Да куда там! В детском саду уже началось. Концы катастрофически расходились с концами. Не лгать и не просить, как и не отбирать у товарищей, в принципе получалось. А вот не драться, не жаловаться и не ругаться! Были проблемы. Ну, блин дают! я лучше всех читаю вслух стихи и помню наизусть, никогда не запинаюсь. А снегурочку играет Олька, коза-дереза набитая, потому что у нее мама воспитатель старшей группы. Где справедливость? Нет ее. Так было во многом. И никак иначе быть не могло. Два мира расползались в разные стороны, будто их гнилой ниткой шили, я была несчастна. Но и тогда понимала – люди, собаки, облака, моря, машины, светофоры не виноваты, они живут, как могут. Это у меня что-то не получается. Поэтому на вопрос «кто виноват?», я во всю свою жизнь отвечала однозначно. Помогало.

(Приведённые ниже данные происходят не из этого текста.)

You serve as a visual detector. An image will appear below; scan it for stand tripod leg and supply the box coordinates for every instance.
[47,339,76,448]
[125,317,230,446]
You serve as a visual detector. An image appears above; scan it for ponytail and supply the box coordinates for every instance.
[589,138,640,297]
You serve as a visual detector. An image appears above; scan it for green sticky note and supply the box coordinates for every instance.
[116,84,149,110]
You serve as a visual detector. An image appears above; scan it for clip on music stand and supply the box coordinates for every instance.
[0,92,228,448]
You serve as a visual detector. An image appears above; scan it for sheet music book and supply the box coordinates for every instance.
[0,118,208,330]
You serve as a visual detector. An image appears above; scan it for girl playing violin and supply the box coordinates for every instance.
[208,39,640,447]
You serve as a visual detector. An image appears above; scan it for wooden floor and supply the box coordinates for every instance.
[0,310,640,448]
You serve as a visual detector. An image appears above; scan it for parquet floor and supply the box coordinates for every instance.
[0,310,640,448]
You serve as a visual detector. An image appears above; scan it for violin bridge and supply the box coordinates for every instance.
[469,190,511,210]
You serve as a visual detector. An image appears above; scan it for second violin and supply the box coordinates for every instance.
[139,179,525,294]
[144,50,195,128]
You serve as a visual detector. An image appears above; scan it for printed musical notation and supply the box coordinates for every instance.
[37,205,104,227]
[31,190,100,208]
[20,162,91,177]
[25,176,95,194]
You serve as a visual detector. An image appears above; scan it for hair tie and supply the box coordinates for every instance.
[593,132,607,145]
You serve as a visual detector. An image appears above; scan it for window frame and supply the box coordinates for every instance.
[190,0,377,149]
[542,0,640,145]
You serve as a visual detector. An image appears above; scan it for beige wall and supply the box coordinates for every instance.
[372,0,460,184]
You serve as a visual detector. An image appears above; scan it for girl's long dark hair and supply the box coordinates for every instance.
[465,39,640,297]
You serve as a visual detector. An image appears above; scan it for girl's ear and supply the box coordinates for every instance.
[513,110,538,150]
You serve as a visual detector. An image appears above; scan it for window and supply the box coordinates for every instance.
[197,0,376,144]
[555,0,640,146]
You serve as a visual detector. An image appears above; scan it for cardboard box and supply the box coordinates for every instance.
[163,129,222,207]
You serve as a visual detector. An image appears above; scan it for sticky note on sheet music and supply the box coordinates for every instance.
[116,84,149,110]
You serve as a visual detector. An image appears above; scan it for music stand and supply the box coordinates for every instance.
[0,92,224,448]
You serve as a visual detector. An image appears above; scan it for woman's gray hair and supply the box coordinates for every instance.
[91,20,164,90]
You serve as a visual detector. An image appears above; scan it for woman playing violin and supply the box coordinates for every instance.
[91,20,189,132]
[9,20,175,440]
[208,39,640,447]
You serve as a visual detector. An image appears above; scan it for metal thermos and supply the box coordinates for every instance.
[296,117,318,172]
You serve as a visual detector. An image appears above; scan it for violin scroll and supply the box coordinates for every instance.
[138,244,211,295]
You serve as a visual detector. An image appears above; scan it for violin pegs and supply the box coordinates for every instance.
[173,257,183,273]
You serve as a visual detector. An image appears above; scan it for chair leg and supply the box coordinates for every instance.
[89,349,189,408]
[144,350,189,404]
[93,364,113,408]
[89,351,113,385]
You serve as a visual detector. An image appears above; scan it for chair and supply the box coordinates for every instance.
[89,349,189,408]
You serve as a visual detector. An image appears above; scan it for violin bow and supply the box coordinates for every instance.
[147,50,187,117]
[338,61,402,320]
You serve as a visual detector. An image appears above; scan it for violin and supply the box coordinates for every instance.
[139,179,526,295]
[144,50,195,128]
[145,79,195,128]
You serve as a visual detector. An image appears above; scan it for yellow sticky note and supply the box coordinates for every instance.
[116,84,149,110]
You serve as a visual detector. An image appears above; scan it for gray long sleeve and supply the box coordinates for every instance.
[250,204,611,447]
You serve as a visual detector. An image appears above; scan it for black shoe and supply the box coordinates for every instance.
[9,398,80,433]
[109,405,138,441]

Зато меня не отдавали на пятидневку. Не из жалости. Матери было в тягость хлопотать, оформлять лишние бумаги, доверенности, выбивать место. Взяли в ведомственный детсад и будет! Она вообще считала – наверное, очень правильно, не знаю, своего ребенка у меня нет, – дети ни в коем случае не должны мешать взрослым, не должны заедать их жизнь, они маленькие, ничего из себя не представляют, их место шестое. Лучший кусок, перебьешься, у нас закон джунглей – кто первый схватил, тому досталось. Хватал, надо думать, сильнейший. Сыта и ладно. Вообще-то здорово закаляет. Нос сопливый, температура: будешь знать, как вспотевшая хлестать холодную воду из-под крана. И очень быстро я научалась не пить эту воду, не ходить в холода без шапки, мыть руки и спускать после себя в сортире – иначе за последствия отвечала сама. А кому охота? Без всяких там напоминаний, без ой-ой-ой деточка, дай утру тебе глазки, или попей горячего молочка. Хочешь молочка? Вот тебе холодильник, вот тебе газовая плита с ковшиком, согрей и пей, сколько влезет. Потом вымой за собой. Еще меня никогда не били. Мать могла так припечатать одним словом, или обозвать: «бледная спирохета» – и объяснить, что это такое, и почему это я, достаточно было – поплачешь за занавеской, в другой раз соображать начнешь лбом, а не задницей. Я думала тогда, она все делала правильно. Я и теперь так думаю. Вот где мир идеальный совпадал с миром действительным. Единственно. Потому что идеал – это не рай с кучей игрушек, с горой халвы и мороженного, с куклами и белыми бантами, рай – это когда именно по-твоему все правильно, и это непротиворечивое бытие. А у матери все было как раз по-моему правильно. Без перебоев. По одному и тому же закону. Закону джунглей или еще какому. Но по одному раз и навсегда. Так можно, а так нельзя. И ей и мне, без исключений и праздничных скидок. Без двойных стандартов, если по-современному. А то бывает, вроде добрый человек, сюси-пуси, но вот блин, наперед не знаешь, тумак от него получишь или конфету, такие люди всегда вносили разлад. Они раздражали меня и смущали сильно. Я думала, лучше бы их не было.